The ordinary meeting of the European Council that took place yesterday in Brussels was almost exclusively dedicated to the ongoing refugee and migration crisis. This was the fourth European Council that focused on this specific topic in 2015. European leaders, apart from reaffirming the conclusions of the 23rd September Council, agreed to further strengthen EU’s cooperation with Turkey, to stem the flows of refugees.
This is not the only issue on the table of negotiations with this country. In the beginning of the week, a statement by the German government spokesperson Mr. Seibert, urging Greece and Turkey to start joint patrols along their maritime border in order to prevent human smuggling and stop the wave of refugees to Europe, provoked a series of reactions in Greece. The country immediately rejected this idea and called on Chancellor Merkel to stop the accountability game and focus on the solution to the problem. On Wednesday, President Juncker, speaking at the European Parliament ahead of the summit, asked Athens to rethink its position, as the cooperation of the two countries’ naval forces “under European auspices” would be “very useful” in the Aegean.
Yesterday Prime Minister Tsipras replied to President Juncker that Greece is ready to cooperate with Turkey on the basis of international law and Turkey’s accession process to EU. He called on the EU to find solutions to stop the influx of refugees and take decisions to solve the crisis in Syria. This statement was in line with the position expressed by the foreign affairs Ministry that Greece is willing to cooperate with Turkey on the basis of the exchange of information and readmission of refugees by Turkey.
Bold move or panic wave?
For those who are familiar with the Greek-Turkish relations, Greece’s position is not a surprise. Especially when considering that the area of the Aegean Sea has had a large effect on the relations of the two countries, over the last 45 years. The Aegean dispute has led to crises coming close to the outbreak of military hostilities, in 1987 and in early 1996. Even today, when the two countries have come closer through diplomatic negotiations during the accession process of Turkey to the EU, there are still many issues unresolved over the Aegean Sea.
In this context, calling a Member State to open its borders to a non-EU Member State, and to allow its vessels to enter its territorial waters, is a move indicating panic and lack of strategic planning on such a crucial and complex issue. Especially, when none of the involved partners is in position to guarantee that such a move will not have any long-term consequences.
The situation in the Aegean has been out of control over the last months and Greece does not have the administrative capacity, the financial means and sufficient human resources to effectively tackle the flow of refugees into its territories and by extension into the EU. As President Juncker highlighted, the ongoing migration and refugee crisis is neither a Greek problem nor an issue of the Greek-Turkish relations. It is a European issue. And this is the right approach that the EU should have if it wants to find solutions.
It seems that, yesterday, the EU leaders took some important decisions that can give a permanent solution to the migration and refugee crisis.
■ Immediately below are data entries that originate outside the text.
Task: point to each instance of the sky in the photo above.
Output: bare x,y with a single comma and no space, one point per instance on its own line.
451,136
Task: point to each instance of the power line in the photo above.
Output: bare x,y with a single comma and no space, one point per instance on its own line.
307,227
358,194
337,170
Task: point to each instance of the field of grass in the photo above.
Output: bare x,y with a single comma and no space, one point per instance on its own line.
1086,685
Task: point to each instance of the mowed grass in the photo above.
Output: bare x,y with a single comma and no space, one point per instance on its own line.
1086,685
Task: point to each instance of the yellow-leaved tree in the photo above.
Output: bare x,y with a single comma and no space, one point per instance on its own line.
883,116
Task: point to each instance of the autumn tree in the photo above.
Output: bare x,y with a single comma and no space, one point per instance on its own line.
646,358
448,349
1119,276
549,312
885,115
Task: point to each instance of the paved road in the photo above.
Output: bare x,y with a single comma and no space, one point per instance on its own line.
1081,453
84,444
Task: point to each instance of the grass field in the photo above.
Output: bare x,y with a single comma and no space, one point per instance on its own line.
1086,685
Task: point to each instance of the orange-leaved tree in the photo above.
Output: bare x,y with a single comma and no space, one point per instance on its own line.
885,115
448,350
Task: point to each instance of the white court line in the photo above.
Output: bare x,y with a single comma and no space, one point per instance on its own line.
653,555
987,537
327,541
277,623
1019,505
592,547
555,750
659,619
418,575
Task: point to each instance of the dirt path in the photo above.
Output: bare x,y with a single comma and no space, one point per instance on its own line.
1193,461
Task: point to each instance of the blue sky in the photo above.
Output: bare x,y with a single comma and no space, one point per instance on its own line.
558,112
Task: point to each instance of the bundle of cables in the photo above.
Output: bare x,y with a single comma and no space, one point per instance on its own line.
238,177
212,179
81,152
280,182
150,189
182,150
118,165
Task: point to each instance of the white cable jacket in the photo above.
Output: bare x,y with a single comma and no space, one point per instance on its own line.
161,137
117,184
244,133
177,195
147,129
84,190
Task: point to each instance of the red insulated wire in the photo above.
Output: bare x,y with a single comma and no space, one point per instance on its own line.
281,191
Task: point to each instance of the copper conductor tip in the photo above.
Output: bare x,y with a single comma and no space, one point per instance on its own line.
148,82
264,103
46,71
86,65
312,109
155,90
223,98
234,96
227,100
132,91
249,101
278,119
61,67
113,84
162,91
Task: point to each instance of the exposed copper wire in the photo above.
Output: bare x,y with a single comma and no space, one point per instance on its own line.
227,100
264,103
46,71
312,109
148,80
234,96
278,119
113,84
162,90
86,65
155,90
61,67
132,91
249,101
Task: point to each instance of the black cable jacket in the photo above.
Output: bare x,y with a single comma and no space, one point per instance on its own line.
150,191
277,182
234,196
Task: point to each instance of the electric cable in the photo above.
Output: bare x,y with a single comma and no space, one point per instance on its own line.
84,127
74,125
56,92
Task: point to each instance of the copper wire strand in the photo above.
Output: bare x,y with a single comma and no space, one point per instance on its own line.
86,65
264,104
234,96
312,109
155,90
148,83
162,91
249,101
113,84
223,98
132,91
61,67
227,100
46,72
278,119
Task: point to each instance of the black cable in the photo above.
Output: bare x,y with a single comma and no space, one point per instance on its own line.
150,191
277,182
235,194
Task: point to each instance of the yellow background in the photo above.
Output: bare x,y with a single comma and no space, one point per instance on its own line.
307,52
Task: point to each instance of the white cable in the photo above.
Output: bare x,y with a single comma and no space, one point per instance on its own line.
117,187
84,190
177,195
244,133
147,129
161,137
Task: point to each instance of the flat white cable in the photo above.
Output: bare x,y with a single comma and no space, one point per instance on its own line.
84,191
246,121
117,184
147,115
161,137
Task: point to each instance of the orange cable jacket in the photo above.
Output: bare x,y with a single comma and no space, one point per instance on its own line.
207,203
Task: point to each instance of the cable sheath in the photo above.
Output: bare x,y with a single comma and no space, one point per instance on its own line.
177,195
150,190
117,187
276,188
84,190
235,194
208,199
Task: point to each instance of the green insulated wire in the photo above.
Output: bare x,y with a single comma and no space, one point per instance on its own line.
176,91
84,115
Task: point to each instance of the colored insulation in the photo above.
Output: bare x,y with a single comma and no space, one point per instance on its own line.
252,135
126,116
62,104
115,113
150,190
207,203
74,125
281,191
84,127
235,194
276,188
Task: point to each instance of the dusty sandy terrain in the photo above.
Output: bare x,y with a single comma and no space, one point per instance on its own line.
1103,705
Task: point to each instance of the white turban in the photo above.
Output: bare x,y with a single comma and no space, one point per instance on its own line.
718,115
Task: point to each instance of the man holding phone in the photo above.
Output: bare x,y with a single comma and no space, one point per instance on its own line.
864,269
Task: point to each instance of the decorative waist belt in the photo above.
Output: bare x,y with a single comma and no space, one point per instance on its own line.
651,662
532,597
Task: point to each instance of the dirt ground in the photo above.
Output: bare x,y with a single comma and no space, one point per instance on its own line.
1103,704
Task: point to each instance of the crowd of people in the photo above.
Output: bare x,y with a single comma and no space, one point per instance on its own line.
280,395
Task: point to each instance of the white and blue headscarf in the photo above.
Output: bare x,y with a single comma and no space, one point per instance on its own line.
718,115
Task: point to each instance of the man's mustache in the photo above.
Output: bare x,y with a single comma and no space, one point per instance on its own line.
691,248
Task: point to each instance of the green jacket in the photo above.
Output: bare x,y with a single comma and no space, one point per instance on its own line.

The agreement with Turkey, the agreement to work on an integrated border management system that will go beyond the Frontex mandate and will make it a more operational and proactive agency, certainly are some positive steps. Because, overall, as President Tusk said on his press statement after the meeting, if the EU is not able to find humanitarian and efficient solutions, then other will find solutions, which are inhumane, nationalistic and for sure not European.